Human rights groups estimate as many as 30,000 people were abducted and killed during the military dictatorship. Many were anonymously buried in local cemeteries while others were pushed from military aircraft into the sea.
"The perpetrators thought that even if we discovered the bones of the people they threw into the sea or buried in the ground, we'd never know who they were," Domergue said. "It's thanks to science that we got Yves back."
Anthropologists found Yves Domergue's body in an unmarked grave in Santa Fe province last year and matched DNA from his bones with blood samples his parents and brother provided.
Spurred by a campaign that started in 2007 and was relaunched last week, about 3,000 families have so far donated blood to a DNA database managed by the Argentine Forensic Anthropology Team, a nongovernmental group.
"The database means the families will have the possibility of getting answers practically forever," said Luis Fondebrider, one of the team's founding members.
This week his team is sending 600 bone fragments and 900 blood samples to a private U.S. lab that helped identify victims of the 9/11 attacks on the World Trade Center, hoping their sophisticated software system will find matches.
DETECTIVE WORK
DNA technology has improved significantly over the last few years, making the identification process faster and more accurate, said Ed Huffine, an executive at the Bode Technology Group, the U.S. lab that analyzes the Argentine DNA.
Ever-smaller DNA samples can be detected and extracted from degraded remains, meaning bones that could not tell a story before, now can.
But the process of identifying victims and building a case against those responsible is an arduous one that begins long before samples are sent for costly DNA analysis.
The bones can reveal the age, sex and diseases a person suffered, but about half the Argentine Forensic Anthropology Team's work is following the paper trail.
This involves trawling through cemetery, police and military records and conducting interviews with survivors, former military officials and family members.
"It's part historian, part science, part detective work," Fondebrider said.
Without an identified body, the suspected killers cannot be put on trial for murder.

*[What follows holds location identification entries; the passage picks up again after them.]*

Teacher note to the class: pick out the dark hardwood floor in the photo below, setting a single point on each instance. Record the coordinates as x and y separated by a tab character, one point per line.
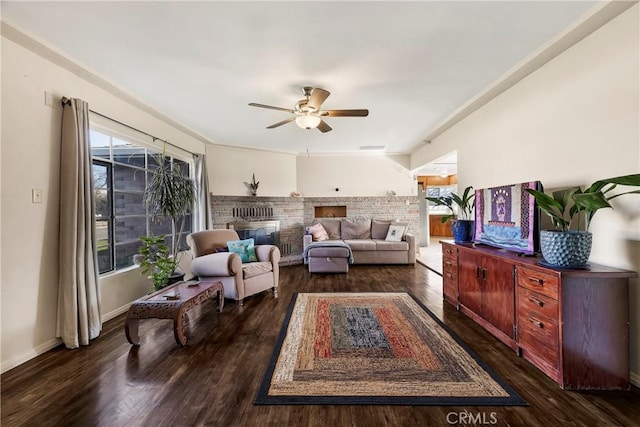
213	380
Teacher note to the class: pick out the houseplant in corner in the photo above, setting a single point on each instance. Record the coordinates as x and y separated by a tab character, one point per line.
168	195
571	211
461	208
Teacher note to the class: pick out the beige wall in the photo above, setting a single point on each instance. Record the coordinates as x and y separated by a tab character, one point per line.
573	121
364	175
229	168
30	151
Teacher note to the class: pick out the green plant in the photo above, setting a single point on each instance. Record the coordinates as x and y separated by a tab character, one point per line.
170	195
568	205
464	204
155	260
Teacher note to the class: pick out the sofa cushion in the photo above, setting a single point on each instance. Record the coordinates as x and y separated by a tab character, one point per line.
379	229
255	269
332	225
318	232
361	244
244	248
396	232
355	228
385	245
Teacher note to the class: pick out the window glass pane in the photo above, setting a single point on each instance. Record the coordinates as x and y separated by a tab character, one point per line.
125	253
124	152
153	159
127	178
105	258
183	242
160	227
101	195
182	167
100	144
128	203
128	229
188	223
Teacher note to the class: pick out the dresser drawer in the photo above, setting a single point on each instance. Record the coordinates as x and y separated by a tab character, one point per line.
449	264
539	337
538	281
537	305
449	251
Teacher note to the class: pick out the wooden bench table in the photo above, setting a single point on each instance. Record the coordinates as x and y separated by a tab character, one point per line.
172	302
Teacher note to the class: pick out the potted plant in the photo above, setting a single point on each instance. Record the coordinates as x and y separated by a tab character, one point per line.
462	225
168	195
571	211
155	260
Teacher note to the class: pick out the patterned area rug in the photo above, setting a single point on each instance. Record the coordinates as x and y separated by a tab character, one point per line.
374	348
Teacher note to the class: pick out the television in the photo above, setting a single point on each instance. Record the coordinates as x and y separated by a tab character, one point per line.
507	217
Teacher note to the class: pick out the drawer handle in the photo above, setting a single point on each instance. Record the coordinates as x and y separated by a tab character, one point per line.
536	322
536	281
536	301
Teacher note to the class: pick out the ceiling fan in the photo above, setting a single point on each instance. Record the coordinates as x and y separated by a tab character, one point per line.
307	112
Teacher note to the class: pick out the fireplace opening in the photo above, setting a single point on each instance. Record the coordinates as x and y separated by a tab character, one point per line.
262	232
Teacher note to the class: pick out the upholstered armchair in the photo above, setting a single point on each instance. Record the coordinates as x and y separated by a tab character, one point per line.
239	280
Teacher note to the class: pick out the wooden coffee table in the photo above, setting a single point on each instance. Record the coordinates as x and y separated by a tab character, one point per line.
172	302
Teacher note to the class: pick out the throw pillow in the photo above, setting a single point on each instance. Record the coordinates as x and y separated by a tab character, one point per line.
318	233
245	248
395	233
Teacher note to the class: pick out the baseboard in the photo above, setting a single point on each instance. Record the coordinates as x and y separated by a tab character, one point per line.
635	379
115	313
37	351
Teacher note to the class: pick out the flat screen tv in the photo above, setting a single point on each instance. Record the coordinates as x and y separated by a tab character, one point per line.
507	217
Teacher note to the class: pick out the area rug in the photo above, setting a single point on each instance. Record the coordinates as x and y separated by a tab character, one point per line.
374	349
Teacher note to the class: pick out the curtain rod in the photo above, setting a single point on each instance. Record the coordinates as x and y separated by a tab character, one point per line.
66	100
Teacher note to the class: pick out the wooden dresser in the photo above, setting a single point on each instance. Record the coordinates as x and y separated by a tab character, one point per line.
572	324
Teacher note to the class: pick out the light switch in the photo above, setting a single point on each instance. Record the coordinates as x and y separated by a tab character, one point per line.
36	195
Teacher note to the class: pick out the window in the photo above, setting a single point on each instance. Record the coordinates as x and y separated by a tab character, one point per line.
121	167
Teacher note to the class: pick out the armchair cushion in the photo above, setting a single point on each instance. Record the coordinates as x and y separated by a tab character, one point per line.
244	248
256	268
318	232
216	265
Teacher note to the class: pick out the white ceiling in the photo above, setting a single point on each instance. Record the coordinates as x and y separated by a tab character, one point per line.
412	64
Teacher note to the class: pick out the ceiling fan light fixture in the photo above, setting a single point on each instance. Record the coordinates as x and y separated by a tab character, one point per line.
307	121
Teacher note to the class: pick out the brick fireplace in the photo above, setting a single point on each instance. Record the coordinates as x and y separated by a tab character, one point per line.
294	213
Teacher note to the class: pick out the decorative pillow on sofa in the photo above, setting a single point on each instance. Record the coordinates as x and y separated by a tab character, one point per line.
395	233
318	233
379	229
245	248
332	225
355	228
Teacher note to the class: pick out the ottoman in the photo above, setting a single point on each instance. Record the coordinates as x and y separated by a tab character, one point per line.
328	260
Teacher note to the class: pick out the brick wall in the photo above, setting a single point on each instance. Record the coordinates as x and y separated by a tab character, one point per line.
296	213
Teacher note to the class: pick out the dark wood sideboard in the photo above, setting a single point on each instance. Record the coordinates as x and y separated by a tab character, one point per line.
572	324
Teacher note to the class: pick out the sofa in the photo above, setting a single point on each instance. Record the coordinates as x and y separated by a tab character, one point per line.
357	241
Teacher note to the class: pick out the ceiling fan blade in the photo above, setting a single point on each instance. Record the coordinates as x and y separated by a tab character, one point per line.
324	127
318	96
284	122
345	113
271	107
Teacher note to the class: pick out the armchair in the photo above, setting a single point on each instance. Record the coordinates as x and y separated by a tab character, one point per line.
239	280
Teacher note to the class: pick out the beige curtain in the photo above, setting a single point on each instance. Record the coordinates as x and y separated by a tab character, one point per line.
202	214
79	318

Earlier this month, Fondebrider testified in the trial of two former top army officials charged with five murders based on identifications he made.
The five identified were among eight bodies found in cement-filled drums in October 1976.
For families, it is finally knowing what happened that provides the most relief. When remains are identified, relatives are invited to the anthropologists' offices in Buenos Aires for a viewing.
"Many ask, 'How do you know this is my loved one?'" Fondebrider said. "Because they are not looking at flesh and blood ... they need to know for sure."